Il backup può essere fatto in diversi modi: possiamo utilizzare un client FTP, ad esempio Filezilla o similare ed eseguire il comando di copia cartella. Se volete risparmiare tempo vi consiglio di creare un file (zip) o (tar) nel server di origine e fare un solo comando di trasferimento FTP. Mi raccomando di rispettare il nome della cartella di origine rispetto alla document root, quindi se l’origine contiene tutti i file in (/) fate lo stesso sul sistema di destinazione, se l’origine ha una cartella tipo /blog create questa sulla destinazione ed eseguita la copia qui dentro.

Dopo la Copia controllare ed eseguire queste operazioni

Andate subito a modificare il file (wp-config.php) e indicate le opzioni configurate sul nuovo ambiente operativo. Controllare bene il file (.htaccess) e vedere se viene usato il nome di dominio in qualche istruzione, in modo da cambiarlo con il nuovo ambiente.

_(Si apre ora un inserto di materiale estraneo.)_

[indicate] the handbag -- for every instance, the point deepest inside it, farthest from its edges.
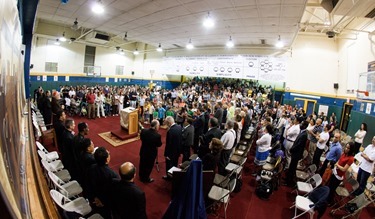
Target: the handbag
(326, 176)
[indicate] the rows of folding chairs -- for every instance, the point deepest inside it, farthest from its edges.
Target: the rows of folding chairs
(43, 132)
(66, 193)
(224, 185)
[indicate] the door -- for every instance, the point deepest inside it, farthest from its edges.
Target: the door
(310, 107)
(300, 103)
(345, 117)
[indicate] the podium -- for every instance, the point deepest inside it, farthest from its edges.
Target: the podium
(129, 120)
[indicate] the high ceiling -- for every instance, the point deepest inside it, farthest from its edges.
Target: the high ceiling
(172, 23)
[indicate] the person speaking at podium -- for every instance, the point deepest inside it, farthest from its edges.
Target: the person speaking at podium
(151, 140)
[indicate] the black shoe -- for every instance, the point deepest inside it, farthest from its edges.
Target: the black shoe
(166, 178)
(150, 180)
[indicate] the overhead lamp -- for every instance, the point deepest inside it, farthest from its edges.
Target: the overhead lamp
(279, 43)
(159, 49)
(208, 21)
(62, 38)
(327, 23)
(189, 45)
(230, 43)
(98, 7)
(75, 25)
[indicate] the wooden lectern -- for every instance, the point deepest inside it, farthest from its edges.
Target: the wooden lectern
(129, 120)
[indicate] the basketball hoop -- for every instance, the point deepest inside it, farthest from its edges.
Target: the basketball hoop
(366, 93)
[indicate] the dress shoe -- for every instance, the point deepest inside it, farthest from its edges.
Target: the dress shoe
(166, 178)
(150, 180)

4. Trasferimento Libreria Media

Come detto se questi file erano presenti in (wp-content) o comunque in una directory che era interna al salvataggio globale questa operazione può essere saltata. Se invece i file sono memorizzati in un dominio esterno come ad esempio una CDN allora bisognerà copiarli da questa sorgente e memorizzarli in locale dentro la (wp-content), volendo è possibile usare anche la stessa CDN ma in una sottocartella diversa.

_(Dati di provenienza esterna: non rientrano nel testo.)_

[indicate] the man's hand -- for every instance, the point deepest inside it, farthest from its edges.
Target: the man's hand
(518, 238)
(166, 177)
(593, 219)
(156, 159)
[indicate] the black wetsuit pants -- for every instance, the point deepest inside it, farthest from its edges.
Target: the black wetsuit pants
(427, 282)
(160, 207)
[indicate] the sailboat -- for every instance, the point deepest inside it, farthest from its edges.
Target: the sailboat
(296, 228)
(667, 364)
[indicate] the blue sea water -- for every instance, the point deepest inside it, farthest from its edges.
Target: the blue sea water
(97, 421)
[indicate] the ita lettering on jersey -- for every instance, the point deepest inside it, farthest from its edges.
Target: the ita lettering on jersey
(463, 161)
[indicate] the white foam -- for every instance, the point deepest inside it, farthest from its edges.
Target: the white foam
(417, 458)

Con l’utilizzo di CDN è possibile anche fare una cosa interessante durante lo sviluppo su ambiente separato, infatti è possibile utilizzare i stessi riferimenti URL sia per la parte di produzione che quella di test. Sempre se non si ha necessità di cambiare le risorse, e a dirvi la verità mi capita molto poco, lavoro molto di più sul codice che sui media.

5. Modifica stringa URL sul database MySQL

Finalmente siamo arrivati all’ultimo passaggio, concluso questo il nostro WordPress è pronto e funzionante. Prima di modificare la stringa cerchiamo di capire quale sia la stringa di origine e quella di destinazione che deve essere modificata. Ad esempio se l’origine è https://domino.com/ potremmo modificarla in http://localhost/.

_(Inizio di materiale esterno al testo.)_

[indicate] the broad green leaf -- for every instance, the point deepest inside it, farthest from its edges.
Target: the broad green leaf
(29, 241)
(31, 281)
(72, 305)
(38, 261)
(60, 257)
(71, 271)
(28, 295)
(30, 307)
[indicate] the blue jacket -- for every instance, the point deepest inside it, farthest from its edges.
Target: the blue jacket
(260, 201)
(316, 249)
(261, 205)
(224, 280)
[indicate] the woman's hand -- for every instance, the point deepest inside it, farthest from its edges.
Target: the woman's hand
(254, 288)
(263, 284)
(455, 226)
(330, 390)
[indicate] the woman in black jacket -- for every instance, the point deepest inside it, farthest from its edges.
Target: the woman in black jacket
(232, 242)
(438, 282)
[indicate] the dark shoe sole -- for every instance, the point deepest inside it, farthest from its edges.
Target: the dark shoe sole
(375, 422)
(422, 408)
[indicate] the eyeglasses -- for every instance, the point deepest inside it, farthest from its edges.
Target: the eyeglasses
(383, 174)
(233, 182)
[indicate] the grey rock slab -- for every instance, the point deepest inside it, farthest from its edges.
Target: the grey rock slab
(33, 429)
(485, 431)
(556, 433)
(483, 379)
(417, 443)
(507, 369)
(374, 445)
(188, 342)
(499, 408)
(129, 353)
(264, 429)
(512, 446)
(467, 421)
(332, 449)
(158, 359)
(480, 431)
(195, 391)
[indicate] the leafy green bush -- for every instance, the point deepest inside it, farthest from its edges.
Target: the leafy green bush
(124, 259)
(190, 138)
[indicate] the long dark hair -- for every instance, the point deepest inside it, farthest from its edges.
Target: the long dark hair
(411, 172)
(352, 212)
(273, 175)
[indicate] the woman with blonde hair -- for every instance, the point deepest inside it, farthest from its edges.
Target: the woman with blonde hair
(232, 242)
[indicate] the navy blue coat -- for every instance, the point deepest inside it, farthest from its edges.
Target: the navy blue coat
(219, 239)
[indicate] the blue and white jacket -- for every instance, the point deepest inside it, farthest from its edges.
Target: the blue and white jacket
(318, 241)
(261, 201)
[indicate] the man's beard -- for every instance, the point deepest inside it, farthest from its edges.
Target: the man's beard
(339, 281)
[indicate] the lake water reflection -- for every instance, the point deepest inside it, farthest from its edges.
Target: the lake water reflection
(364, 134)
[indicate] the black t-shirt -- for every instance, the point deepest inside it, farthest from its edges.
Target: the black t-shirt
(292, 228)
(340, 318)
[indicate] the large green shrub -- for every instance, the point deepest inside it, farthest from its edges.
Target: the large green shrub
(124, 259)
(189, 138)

Per modificare la stringa dobbiamo eseguire dei comandi SQL o usare degli strumenti più specifici. Per quanto riguarda MySQL potete sempre usare gli strumenti che vi ho indicato in precedenza, l’importante è eseguire quanto segue:

// Modifico le opzioni che contengono il nome di dominio in WordPress.
// Sto usando wp_ come prefisso di tabella, voi usate il vostro.

UPDATE wp_options SET option_value = 
  replace(option_value,'http://old-domain','http://new-domain') 
WHERE option_name = 'home' OR option_name = 'siteurl';

// Modifica la stringa URL nel contenuto dei post
// Come ad esempio immagine e allegati di vario genere

UPDATE wp_posts SET guid = 
  replace(guid,'http://old-domain','http://new-domain');

UPDATE wp_posts SET post_content = 
  replace(post_content,'http://old-domain','http://new-domain');

Invece che un client SQL potete anche utilizzare uno strumento che consiglio sempre, vi sto parlando di WP-CLI, sui cui ho scritto anche una guida dedicata. Lo strumento mette a disposizione molti comandi da eseguire su WP senza dover usare stringhe SQL o programmazione. Qui trovate un’esempio per la modifica di una stringa.

NB: Nell’esempio siamo andati a sostituire il nome vecchio con quello nuovo, se per caso le risorse statiche stanno su una CDN, il comando di sostituzione stringa domini va bene per la tabella (wp_options) ma deve essere cambiata per (wp_posts), infatti qui dovete sostituire il domino che appartiene alla CDN e non quello di origine del sito.

2 Commenti

  1. La procedura per una installazione multisite è molto diversa o posso seguire questo articolo? Sulla parte FTP mi sembra uguale ma le tabelle SQL sono diverse.

  2. Ciao Alberto, gli ambienti MU sono differenti dal setup standard di wordpress. Ogni sito ha le sue tabelle e quindi un'eventuale sostituzione di stringa andrebbe ripetuta per ogni singolo "site". In ogni caso il concetto espresso è in buona parte valido anche per questo ambiente.